= Peter Deeley =

Peter Deeley (born c. 1949) is a British journalist who until January 2006 was a presenter on the London phone-in radio station, LBC 97.3.

==Career==
Deeley has interviewed former U.S. Presidents Ronald Reagan and Richard Nixon, as well as Dr. Henry Kissinger and former British Prime Ministers Baroness Thatcher, Tony Blair and Sir John Major.

His career began in the late 1960s when he reported on the Solihull News in the West Midlands, before moving to the Birmingham Evening Mail. In the late 1970s, he became deputy news editor and talk show presenter at Beacon Radio in Wolverhampton. From there, he moved to the Independent Radio News reporting team, where he remained until the early 1980s, before joining radio station LBC in London, presenting LBC Reports and Weekend Breakfast.

From 1985 until 1990, he was the breakfast anchorman at LBC alongside Douglas Cameron. He has also worked on Talk Radio UK, BBC Radio Kent and BBC Radio 5 Live. Before his retirement from broadcasting, Deeley presented the overnight programme on LBC from 1 am to 5 am on Mondays and from 12 am to 5 am on Tuesdays, Wednesdays and Thursdays.

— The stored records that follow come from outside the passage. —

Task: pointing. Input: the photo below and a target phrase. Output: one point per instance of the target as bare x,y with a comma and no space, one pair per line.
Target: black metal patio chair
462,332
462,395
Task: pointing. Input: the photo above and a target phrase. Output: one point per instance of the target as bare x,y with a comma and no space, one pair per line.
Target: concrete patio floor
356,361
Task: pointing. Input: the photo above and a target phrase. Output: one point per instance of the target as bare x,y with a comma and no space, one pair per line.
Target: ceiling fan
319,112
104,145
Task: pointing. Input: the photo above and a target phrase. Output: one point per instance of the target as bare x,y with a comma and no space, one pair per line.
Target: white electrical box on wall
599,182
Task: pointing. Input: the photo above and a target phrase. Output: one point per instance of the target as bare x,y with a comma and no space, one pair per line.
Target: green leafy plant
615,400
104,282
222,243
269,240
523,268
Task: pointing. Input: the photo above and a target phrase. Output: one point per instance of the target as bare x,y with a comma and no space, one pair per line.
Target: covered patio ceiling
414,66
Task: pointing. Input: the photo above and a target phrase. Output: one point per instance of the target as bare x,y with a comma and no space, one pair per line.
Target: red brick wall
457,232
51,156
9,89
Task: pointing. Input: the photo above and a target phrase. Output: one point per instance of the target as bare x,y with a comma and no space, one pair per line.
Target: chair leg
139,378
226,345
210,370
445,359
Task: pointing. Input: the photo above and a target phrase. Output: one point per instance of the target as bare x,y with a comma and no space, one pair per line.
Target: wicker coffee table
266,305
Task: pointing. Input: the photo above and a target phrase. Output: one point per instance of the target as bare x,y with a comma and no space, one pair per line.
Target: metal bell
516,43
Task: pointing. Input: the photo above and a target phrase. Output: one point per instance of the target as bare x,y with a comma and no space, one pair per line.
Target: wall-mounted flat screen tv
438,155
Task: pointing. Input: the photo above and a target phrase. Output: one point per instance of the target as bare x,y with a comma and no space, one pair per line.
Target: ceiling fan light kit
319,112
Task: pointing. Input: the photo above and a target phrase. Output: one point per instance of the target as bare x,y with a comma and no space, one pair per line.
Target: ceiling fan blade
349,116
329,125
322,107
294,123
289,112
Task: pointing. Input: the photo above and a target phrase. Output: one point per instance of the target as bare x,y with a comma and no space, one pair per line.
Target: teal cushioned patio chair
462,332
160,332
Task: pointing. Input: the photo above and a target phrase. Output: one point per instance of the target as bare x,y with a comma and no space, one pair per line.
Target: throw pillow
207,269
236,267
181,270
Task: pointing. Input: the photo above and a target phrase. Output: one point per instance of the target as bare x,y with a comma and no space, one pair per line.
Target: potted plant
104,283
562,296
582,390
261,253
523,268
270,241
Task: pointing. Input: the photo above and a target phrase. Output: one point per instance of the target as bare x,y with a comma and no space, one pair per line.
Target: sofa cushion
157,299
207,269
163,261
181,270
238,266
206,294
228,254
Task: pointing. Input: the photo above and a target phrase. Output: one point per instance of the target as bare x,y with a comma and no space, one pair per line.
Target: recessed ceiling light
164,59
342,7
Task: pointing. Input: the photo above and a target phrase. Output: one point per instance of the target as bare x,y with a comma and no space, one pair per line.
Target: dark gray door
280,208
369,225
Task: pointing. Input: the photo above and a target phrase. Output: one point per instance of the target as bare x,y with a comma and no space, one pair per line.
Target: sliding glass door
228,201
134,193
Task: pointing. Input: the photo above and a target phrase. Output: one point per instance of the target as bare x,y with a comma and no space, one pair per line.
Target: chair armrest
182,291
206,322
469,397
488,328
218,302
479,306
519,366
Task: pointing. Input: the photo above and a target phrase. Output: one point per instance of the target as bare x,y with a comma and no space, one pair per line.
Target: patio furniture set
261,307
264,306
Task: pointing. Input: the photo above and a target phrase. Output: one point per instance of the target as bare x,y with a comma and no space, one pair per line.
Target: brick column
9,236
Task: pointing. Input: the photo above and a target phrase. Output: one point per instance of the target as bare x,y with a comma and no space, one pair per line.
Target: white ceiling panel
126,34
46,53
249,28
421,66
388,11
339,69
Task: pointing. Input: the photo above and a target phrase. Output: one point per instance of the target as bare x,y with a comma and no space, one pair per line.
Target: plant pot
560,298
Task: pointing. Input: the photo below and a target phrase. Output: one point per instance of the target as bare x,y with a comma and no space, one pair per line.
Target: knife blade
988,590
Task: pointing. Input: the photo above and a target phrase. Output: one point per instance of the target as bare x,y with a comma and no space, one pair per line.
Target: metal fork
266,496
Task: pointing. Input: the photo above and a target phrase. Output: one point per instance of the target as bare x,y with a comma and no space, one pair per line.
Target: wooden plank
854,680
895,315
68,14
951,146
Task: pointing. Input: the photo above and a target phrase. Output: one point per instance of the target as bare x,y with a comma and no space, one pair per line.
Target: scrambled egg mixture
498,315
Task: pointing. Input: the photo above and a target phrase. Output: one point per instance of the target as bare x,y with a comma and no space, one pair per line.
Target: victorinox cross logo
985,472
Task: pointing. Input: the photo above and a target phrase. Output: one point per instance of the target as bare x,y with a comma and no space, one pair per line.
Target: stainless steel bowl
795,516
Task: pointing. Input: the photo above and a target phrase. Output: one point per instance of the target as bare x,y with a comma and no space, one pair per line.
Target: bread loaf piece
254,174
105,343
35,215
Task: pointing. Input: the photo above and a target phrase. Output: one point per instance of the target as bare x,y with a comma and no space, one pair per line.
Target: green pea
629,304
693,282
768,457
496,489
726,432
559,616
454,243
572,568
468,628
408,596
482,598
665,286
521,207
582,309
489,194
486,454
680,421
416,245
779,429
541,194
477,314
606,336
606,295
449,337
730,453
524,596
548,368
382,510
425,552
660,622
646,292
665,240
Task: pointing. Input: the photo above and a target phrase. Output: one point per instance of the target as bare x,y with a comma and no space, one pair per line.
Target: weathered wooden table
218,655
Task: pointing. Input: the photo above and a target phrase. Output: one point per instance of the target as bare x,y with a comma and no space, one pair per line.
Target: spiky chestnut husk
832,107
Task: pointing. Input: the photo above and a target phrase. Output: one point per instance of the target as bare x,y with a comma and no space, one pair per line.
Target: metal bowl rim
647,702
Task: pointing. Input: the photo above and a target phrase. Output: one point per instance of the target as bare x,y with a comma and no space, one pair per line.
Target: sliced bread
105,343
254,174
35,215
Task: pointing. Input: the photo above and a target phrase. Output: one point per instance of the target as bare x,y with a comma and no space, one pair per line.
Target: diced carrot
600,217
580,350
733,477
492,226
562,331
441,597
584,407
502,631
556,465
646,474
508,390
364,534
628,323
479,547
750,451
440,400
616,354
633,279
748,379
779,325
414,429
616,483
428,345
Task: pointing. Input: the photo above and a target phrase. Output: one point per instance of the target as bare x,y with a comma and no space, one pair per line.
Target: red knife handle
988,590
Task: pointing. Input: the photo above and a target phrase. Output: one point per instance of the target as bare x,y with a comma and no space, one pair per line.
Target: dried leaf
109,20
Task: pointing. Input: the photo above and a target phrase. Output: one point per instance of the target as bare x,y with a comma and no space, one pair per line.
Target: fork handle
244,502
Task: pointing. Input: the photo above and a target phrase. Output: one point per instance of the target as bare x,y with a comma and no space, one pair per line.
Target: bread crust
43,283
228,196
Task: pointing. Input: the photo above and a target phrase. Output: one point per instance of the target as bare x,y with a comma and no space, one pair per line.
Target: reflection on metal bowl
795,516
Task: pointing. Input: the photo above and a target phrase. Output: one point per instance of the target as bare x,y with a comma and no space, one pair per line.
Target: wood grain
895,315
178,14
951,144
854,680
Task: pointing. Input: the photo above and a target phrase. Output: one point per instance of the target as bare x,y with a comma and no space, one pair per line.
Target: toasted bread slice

==Personal life and later career==
In December 2005, Deeley announced during his programme that he was leaving LBC to become an addiction psychotherapist, being a recovering alcoholic himself. He broadcast his last regular show in the early hours of 2 January 2006. However, in April 2006 he briefly returned to LBC standing in for Marcus Churchill.

In 2007, Deeley and his partner Alan Tollins (born c. 1959), a GP, bought a country bed and breakfast business at a 15th-century hall house, Farthingales Homestead, in the ancient village of Nonington near Canterbury on the edge of the North Downs. Due to the declining health of Tollins' parents, the pair decided to sell the business in 2015.